After analysis and visualization of the data from the experiment we could verify some the main conclusion from the experiment. From the plots in chap 5.7 we can verify that women do generally give more importance to the intelligence of their partner and men are more responsive to physical attractiveness. And from chap 5.8 we can see that the majority of men don’t give much value or importance to women’s intelligence or ambition when it exceeds their own.

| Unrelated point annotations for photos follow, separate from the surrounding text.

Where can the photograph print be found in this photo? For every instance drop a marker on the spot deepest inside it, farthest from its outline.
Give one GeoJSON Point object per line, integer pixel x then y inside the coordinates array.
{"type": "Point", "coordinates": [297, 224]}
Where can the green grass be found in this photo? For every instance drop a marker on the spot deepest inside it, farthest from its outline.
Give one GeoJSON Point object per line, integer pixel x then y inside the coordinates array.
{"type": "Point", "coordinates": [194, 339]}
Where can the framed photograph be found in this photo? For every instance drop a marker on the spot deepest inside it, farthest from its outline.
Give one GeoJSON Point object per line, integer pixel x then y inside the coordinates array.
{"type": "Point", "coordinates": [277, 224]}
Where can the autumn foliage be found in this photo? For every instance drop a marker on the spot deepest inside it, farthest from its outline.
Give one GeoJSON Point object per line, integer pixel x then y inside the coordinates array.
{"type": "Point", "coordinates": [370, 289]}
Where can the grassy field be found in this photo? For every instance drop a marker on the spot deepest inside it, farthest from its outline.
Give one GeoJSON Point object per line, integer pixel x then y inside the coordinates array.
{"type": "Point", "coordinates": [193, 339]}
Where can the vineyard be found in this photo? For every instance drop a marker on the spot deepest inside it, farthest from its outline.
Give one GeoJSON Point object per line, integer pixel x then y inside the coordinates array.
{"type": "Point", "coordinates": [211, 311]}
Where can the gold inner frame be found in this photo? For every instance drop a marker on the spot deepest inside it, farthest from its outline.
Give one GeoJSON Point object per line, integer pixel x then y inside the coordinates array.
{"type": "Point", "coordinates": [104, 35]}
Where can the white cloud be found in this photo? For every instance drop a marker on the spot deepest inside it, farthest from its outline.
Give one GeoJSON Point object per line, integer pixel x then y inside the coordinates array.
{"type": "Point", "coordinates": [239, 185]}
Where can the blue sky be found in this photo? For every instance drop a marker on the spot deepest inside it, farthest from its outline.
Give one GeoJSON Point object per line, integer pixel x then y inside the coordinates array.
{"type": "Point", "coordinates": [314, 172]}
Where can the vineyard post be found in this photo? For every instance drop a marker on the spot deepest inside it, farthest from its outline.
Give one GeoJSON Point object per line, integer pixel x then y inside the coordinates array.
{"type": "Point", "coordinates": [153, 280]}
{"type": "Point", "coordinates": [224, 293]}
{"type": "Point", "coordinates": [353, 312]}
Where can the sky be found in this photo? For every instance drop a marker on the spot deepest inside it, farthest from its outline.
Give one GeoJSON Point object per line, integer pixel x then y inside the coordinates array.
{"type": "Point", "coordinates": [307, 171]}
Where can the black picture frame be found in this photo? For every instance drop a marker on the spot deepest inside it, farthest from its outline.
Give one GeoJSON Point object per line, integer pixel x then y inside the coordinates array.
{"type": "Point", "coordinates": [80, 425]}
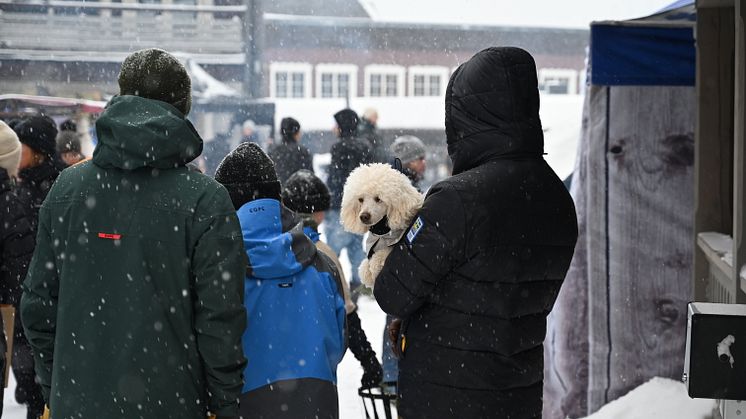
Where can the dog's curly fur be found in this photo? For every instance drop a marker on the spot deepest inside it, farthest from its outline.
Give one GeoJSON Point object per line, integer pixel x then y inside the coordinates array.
{"type": "Point", "coordinates": [371, 192]}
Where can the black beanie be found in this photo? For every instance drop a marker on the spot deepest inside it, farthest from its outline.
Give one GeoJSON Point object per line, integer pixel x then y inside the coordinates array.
{"type": "Point", "coordinates": [40, 133]}
{"type": "Point", "coordinates": [347, 122]}
{"type": "Point", "coordinates": [305, 193]}
{"type": "Point", "coordinates": [155, 74]}
{"type": "Point", "coordinates": [248, 174]}
{"type": "Point", "coordinates": [288, 128]}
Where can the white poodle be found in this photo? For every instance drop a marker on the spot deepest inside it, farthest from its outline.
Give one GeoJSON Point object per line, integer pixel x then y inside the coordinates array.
{"type": "Point", "coordinates": [379, 200]}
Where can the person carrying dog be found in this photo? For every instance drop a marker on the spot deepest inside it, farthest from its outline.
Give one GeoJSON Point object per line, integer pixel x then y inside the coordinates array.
{"type": "Point", "coordinates": [294, 299]}
{"type": "Point", "coordinates": [478, 271]}
{"type": "Point", "coordinates": [133, 300]}
{"type": "Point", "coordinates": [309, 197]}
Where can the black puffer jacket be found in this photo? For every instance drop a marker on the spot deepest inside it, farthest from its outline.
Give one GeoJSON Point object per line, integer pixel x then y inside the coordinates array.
{"type": "Point", "coordinates": [347, 154]}
{"type": "Point", "coordinates": [479, 270]}
{"type": "Point", "coordinates": [16, 249]}
{"type": "Point", "coordinates": [289, 157]}
{"type": "Point", "coordinates": [34, 185]}
{"type": "Point", "coordinates": [16, 243]}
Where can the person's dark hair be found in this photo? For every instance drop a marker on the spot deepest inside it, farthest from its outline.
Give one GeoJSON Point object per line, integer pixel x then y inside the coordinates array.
{"type": "Point", "coordinates": [347, 121]}
{"type": "Point", "coordinates": [305, 193]}
{"type": "Point", "coordinates": [248, 174]}
{"type": "Point", "coordinates": [155, 74]}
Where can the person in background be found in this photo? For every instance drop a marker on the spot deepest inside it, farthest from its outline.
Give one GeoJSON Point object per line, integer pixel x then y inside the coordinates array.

Finally we could like to infer from the plots that attractiveness is the major attribute that people consider and ambition is the least important attribute when it comes to dating. Before the experiment people rated attractiveness, intelligence sincerity, fun and ambition as the order or importance of attributes to go on a date. However after the experiment the ranking changed to attractiveness, fun, intelligence, sincerity and ambition. Most people except their partners to be smart and sincere, but once we know each other (i.e. in this case after the experiment) people gave other attributes also fairly more importance than before.

7.3 Final Remarks

7.3.1 Structuring of Dataset

The raw dataset is pretty intimidating with 190+ columns and about 8000 different records. While we have employed techniques to tackle with this high dimensional dataset, we believe that the experiment could have been better structured in recording values. There are instances where some of the dimensions are missing for an entire logical partition of the experiment which is termed as the wave. This is a misnomer to someone who looks at the entire dataset which subjectively gives an impression that the values have been deliberately missing. Instances where the entire column is missing for a wave doesn’t provide an interesting results even in visulizations. We believe that paritioning the dataset into different files and include columns that were actually recorded would have been more meaningful.

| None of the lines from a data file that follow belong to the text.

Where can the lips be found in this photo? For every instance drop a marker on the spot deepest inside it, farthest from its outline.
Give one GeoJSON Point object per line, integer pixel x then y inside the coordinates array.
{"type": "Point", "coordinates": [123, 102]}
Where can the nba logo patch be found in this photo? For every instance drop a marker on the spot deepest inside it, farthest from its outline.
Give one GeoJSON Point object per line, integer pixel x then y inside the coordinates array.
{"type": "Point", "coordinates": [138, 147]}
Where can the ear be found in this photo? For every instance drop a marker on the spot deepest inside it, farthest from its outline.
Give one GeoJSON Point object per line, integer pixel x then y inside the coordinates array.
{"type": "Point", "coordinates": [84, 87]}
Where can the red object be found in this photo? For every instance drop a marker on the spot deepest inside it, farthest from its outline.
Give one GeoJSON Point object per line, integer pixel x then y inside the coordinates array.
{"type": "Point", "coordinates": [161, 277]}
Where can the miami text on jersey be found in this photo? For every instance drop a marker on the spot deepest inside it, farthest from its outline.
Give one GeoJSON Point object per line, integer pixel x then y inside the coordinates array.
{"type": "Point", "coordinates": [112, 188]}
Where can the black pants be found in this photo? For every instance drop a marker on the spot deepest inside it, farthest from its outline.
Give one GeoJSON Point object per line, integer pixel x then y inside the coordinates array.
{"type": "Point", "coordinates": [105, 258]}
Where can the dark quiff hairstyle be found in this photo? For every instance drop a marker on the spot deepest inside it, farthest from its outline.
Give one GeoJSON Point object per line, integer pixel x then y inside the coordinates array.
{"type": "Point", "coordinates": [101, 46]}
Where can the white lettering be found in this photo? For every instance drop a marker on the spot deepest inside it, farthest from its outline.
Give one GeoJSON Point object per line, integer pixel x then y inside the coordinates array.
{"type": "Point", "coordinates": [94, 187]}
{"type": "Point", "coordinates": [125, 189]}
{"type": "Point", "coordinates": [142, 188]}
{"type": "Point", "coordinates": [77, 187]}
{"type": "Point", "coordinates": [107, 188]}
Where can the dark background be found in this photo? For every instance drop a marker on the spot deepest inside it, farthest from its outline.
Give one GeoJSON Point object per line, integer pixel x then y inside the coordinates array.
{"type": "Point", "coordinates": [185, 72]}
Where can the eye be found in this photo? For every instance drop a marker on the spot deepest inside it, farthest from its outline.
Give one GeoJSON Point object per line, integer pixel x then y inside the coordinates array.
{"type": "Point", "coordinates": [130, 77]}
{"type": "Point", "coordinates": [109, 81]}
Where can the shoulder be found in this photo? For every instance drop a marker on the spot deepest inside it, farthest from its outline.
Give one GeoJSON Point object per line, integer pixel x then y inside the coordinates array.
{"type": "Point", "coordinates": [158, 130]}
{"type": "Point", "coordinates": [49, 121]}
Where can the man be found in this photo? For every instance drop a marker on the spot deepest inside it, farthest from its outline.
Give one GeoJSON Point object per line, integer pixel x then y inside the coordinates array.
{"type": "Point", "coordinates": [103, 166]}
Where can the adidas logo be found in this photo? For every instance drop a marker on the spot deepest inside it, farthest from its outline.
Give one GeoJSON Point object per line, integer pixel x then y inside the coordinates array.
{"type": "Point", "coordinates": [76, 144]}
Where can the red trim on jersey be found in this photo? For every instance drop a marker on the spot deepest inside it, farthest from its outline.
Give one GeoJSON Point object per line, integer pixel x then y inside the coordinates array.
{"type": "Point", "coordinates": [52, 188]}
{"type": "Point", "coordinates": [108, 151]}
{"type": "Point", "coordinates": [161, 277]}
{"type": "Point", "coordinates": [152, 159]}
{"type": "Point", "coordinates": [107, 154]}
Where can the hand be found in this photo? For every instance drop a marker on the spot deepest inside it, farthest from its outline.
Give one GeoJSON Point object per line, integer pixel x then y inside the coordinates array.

7.3.2 Intrinsic Property in decision making

A trend that we have observed from the Results of the visualizations are, participant’s actual decision on matching with the participant’s she/he met with are different from their previous perception of their expectations of an ideal partner. We have observed instances where the importance that was placed upon a specific attribute of their ideal partner before the experiment has resulted in positive matches despite the missing proportionality of that attribute in their dates. This hints to an existence of intrinsic and possibly qualitative property of a person that influences the decision making and which can’t be accounted for as a quantitative measure.

7.3.3 Biased sample

The sample of the experiment has focused upon students from the Columbia University with a high density in the age group of 18-30. There are relatively lesser representation of other groups like the mid-age. This can add some bias to generalizations or inferences made for the entire male vs female decision process. There could be certain commonalities in students particularly from Columbia and within an age group that precludes from making an inference that affects the human population on gender differences in decision making. A more balanced representation of the experiment set would have been preferable. One way to get around this bias is to make inferences specific to the denser age group.

7.3.4 Future work

The experiment focuses on the interactions between participants’ for a duration of 4 minutes. Extrapolating this further, we could capture the details of participants’ who were involved in a mutual match after a longer period of interaction time. The new results can uncover answers to questions of whether the affect of decision making from interacting for 4 minutes was indeed accurately reflected in the opinions after a longer period of exposure to each other. This sheds light into the aspects of split second decision making during Speed Dating vs prolonged and thoughtful decision making after a longer period of exposure for males against females.